Dimanche 9 novembre 2025
Louis Pernot
Église protestante unie de l'Étoile à Paris

N'ayez pas peur de l'Intelligence artificielle! 

L’intelligence artificielle, IA, ne vous remplacera pas... Vous êtes irremplaçables ! Et je crois pour plusieurs raisons.

1.
D’abord parce que l’IA connaît beaucoup de choses, elle connaît en particulier toutes les pages d’Internet, c’est considérable, mais pas pour autant infini, et il y a beaucoup de choses qui échappent à la connaissance de Chat GPT, et qui échapperont toujours. En particulier parce que tout n’est pas connaissable par l’Intelligence artificielle. Pour savoir une chose, elle doit l’avoir appris, elle sait ce qui a été écrit, publié, mais tout ce qui échappe au langage ou à un media lui est inaccessible. En fait, l’IA se fonde sur la connaissance, la parole, et fonctionne comme un langage. Elle connaît des éléments, soit des mots, des phrases, du contenu, ou pour les images des éléments reconnaissables, et elle assemble ces éléments pour construire quelque chose de statistiquement plausible.

Cela est rassurant, parce qu’elle n’est donc pas toute-puissante, tout n’est pas langage ou connaissance. Mais affirmer cela est aussi une grosse remise en cause théologique pour le calviniste que je suis.

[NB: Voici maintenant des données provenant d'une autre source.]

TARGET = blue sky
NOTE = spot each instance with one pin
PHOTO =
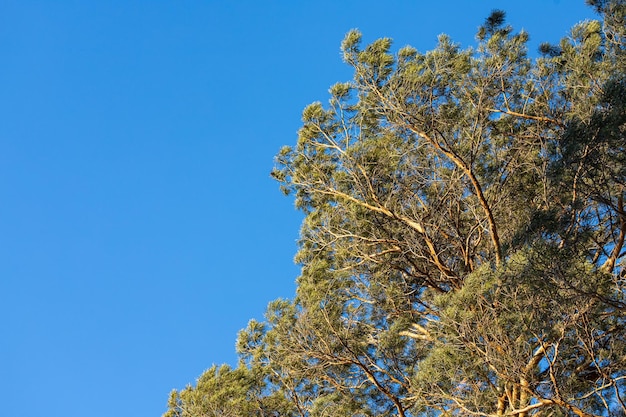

En effet, pour Calvin, la base de tout, c’est la parole. C’est ce qu’affirme l’évangile de Jean dans son prologue : « au commencement était la parole... tout a été fait par elle et rien n’a été fait sans elle ». Or on découvre que ce qui nous sauve de l’hégémonie de l’IA, c’est que précisément tout n’est pas parole ou écrit. Si l’on présente par exemple à une IA une image représentant un terrain de tennis, une balle, une raquette et deux personnes, elle va assembler ces éléments pour en faire comme une phrase : il s’agit d’un match de tennis. Mais peut-être qu’elle se trompe et qu’il s’agit de tout autre chose, parce qu’il y aurait un détail qu’elle ne connaîtrait pas dans l’histoire qui a précédé la prise de vue de cette photo. Et même s’il s’agit bien d’un match de tennis, elle ne pourra rien dire de la beauté de ce match, ou de l’émotion des joueurs, ou des spectateurs.

Donc non, en fait, tout n’est pas qu’information, et Calvin a oublié une bonne partie de l’évangile de Jean. Quand on sort du prologue, on découvre que cet évangile est peut-être avant tout celui de l’amour et de la grâce.

Voilà déjà un domaine dans lequel vous serez toujours irremplaçables : l’IA, c’est de l’information, or tout chez vous n’est pas seulement de l’ordre du langage. Votre richesse est faite de beaucoup d’autres choses : l’amour, la tendresse, l’affection, la compassion. Et cela, l’IA ne le connaît pas, ou seulement de seconde main dans la mesure où quelqu’un a essayé d’en parler. Nous sommes des êtres « intelligents » certes, amis aussi des êtres de relation et d’amour.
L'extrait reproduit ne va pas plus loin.